Такого с ней никогда не было. В ней всегда оставалась она сама, и именно она сама была нужна Олегу, такая, какая есть, с её авторами и с её рукописями, с её «хочу». Пусть эти «хочу» были скромными, но они были. Сейчас в ней не было её. Был только он, Кеша, и она хотела служить ему. «Прикажи! — просила она его мысленно, потому что слова представлялись ей великой трудностью, на них не было сил. — Хоть бы пить захотел!»

Но Кеша не хотел ничего. Он смотрел в потолок, в расклёшенную тень от торшера, и курил.

«Интересно, что в нём сейчас творится? — думала Нина и не думала. Она разглядывала его широкую, одинаковую в начале и в конце бровь. — Почему он так спокоен? Что знает он такое, чего не знает никто? Какие глупые вопросы! — посмеялась над собой. — Из прошлой жизни умные слова!» Наконец она поняла Кешу, в ней самой сейчас его спокойствие — ровное, глубокое, как дыхание здорового человека во сне. Она ляжет, как он, так же раскинет руки.

— Кто я есть, ты знаешь? — заговорил Кеша. Нина повернулась к нему, села, напряглась, не понимая. — Ты угадала, я был другой. Не спал ночи, сидел с больными. Шёл за десятки километров, не звали, не просили, сам шёл. Всё — людям. Ничего своего у меня не было. Видишь, жены нету, детей нету. А люди, знаешь, как потрудились надо мной?! — Он оборвал себя. — Нечего тебе, бабе, знать про то. — Он молчал тяжело. А заговорил равнодушным голосом: — Кто я есть? Один я вовсе. Звал с собой за травами Дамбу. Мой ученик в секции самбо. По тайге идёшь мягко, ешь сладко, дышишь легко. Плохо ли? А Дамба послал меня куда подальше. Что ж, я понимаю, в тайге не подерёшься. И по ковру скакать козлом легче, чем ползать на карачках, выкапывать корни, сушить травы, стоять у плиты, варить лекарство. Дамба держит первое место по самбо в республике! Слава, кубки, поездки, соревнования. Разве плохо? Другого звал мальчонку, он новенький в моей секции. Самбист из него никакой, а глаз — острый. Тоже не захотел. Ты знаешь, кто я есть? Я не как Дамба — по республике, я по всей России держал первое место целых пять лет! Это в трудовой книжке я массажист и тренер, для того только, чтобы занимать под солнцем нормальное место. Как все. Двумя жизнями поживи попробуй!

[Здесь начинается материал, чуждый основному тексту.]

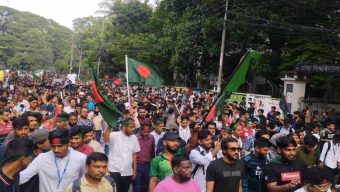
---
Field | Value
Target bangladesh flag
[41,69,48,84]
[128,58,163,87]
[92,71,122,127]
[32,72,38,81]
[205,50,261,122]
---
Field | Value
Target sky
[0,0,157,29]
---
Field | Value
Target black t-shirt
[206,158,245,192]
[265,158,307,192]
[0,168,20,192]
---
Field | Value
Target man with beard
[3,118,30,146]
[189,129,221,192]
[70,126,94,155]
[77,107,94,128]
[20,129,51,192]
[137,106,151,129]
[0,109,13,136]
[265,136,307,192]
[0,139,33,192]
[243,138,270,192]
[65,152,116,192]
[103,119,140,192]
[21,111,42,133]
[82,126,104,153]
[155,155,201,192]
[68,112,78,129]
[20,129,86,192]
[149,124,201,192]
[23,96,39,112]
[64,98,77,114]
[150,119,165,152]
[206,138,245,192]
[55,113,68,129]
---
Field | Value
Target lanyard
[54,151,71,189]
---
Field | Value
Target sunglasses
[227,147,242,151]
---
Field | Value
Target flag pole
[125,55,131,104]
[201,49,250,125]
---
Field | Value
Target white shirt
[320,141,340,169]
[189,146,215,192]
[108,131,140,176]
[64,106,76,114]
[20,148,86,192]
[150,131,165,151]
[88,140,104,153]
[93,113,108,131]
[231,135,243,148]
[66,74,77,85]
[178,126,191,143]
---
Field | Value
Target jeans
[110,172,132,192]
[132,163,150,192]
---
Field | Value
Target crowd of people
[0,74,340,192]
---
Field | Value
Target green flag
[128,58,163,87]
[205,50,261,122]
[92,71,122,127]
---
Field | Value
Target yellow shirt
[65,176,115,192]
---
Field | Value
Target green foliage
[0,6,72,70]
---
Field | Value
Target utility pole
[217,0,229,93]
[69,34,74,74]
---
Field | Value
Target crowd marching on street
[0,72,340,192]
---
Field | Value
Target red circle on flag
[113,79,122,85]
[137,65,151,79]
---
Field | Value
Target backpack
[72,176,117,192]
[191,147,205,178]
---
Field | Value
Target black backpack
[72,176,117,192]
[191,147,205,178]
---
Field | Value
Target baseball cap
[163,132,180,140]
[28,129,50,143]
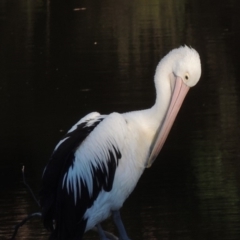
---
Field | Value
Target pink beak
[147,77,189,167]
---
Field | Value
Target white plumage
[41,46,201,239]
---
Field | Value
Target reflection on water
[0,0,240,240]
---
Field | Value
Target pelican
[40,46,201,240]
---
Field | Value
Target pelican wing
[40,113,125,239]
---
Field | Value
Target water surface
[0,0,240,240]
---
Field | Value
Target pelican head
[147,46,201,167]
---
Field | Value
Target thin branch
[11,212,42,240]
[22,166,40,207]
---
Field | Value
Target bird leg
[92,223,118,240]
[112,211,130,240]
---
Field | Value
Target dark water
[0,0,240,240]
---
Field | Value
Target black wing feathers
[40,118,121,239]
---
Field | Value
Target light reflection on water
[0,0,240,240]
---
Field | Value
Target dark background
[0,0,240,240]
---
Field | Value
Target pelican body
[40,46,201,240]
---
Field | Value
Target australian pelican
[40,46,201,240]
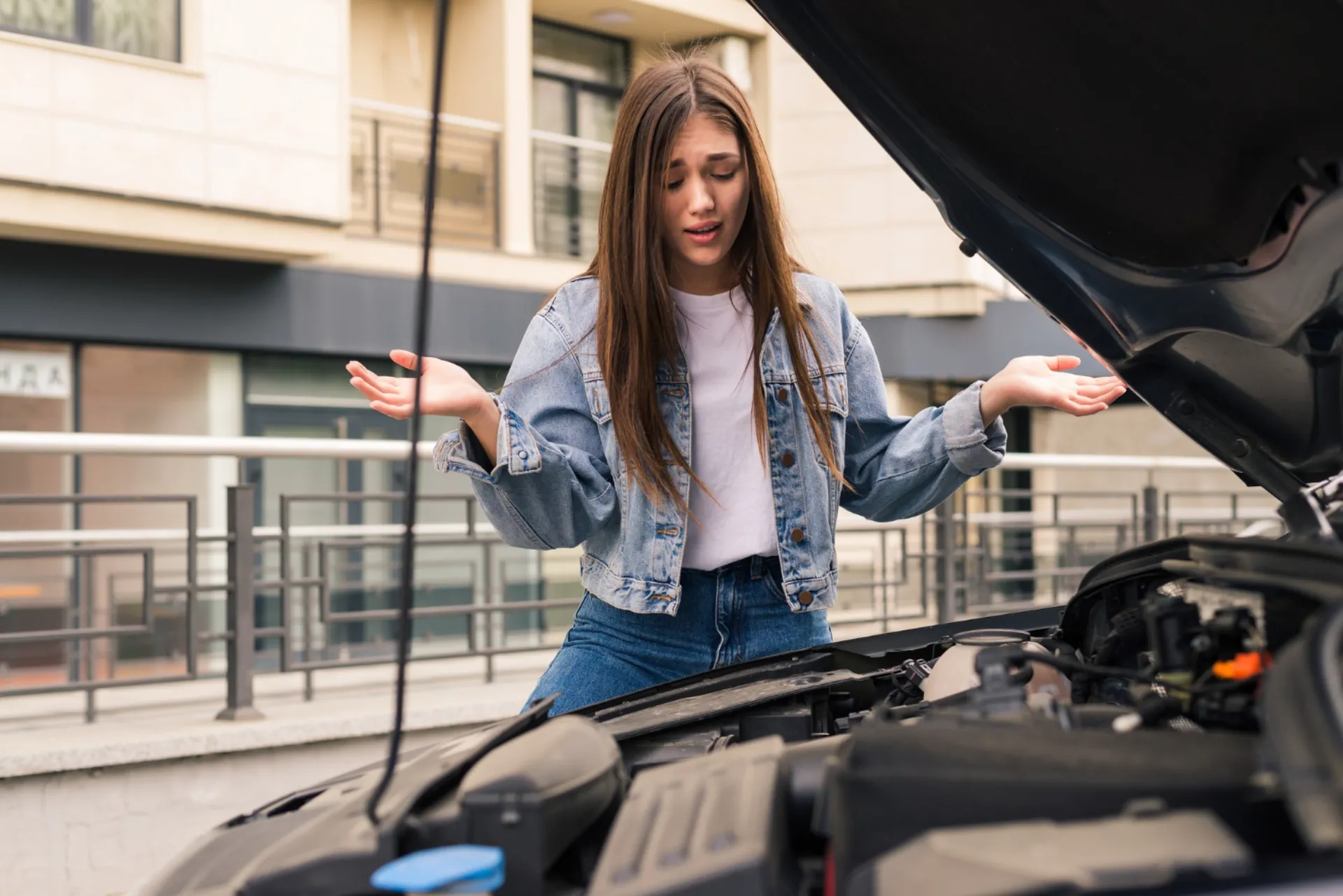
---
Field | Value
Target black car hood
[752,0,1343,499]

Нина коснулась его груди, готовая жалеть, готовая за него мучиться. Он даже не заметил. Не ей, себе говорил, не нужны ему ни её жалость, ни её благодарность.

— Кто я есть? А? Внук великого деда. Дед мне не чета. Он не то что зубную боль и грыжу заговорить… — Кеша помолчал, Нина досказала про себя за него: «Человека мог оживить». — Я вот люблю тряпки, и так и сяк рубашки, что Варька прислала, обглядел! А дед ходил в одних и тех же портках, в одной и той же рубахе по десять лет. Вся деревня кланялась ему. Он, точно храм, был окружён светом, мой дед. Кто я есть? — равнодушно говорил Кеша. — Бесправный колдун в третьем колене, сосланный. Самая мелкая шишка задевает меня. Мой полковник может далеко не всё. Часто приходится отбрыкиваться самому: где рублём, где подарком, где угрозой. Да разве отбрыкнёшься от всех? Уничтожить меня нельзя, как и деда, но меня можно изолировать. Достиг человек власти и считает: его-то обойдут земные беды, его-то не коснутся.

Кеша на неё не смотрел. Он не ей — себе говорил. Его снова оскорбили сегодня, и оскорбление не прошло. Кеша переживал это оскорбление так же медленно, как и радость, как и всё делал при ней уже несколько дней.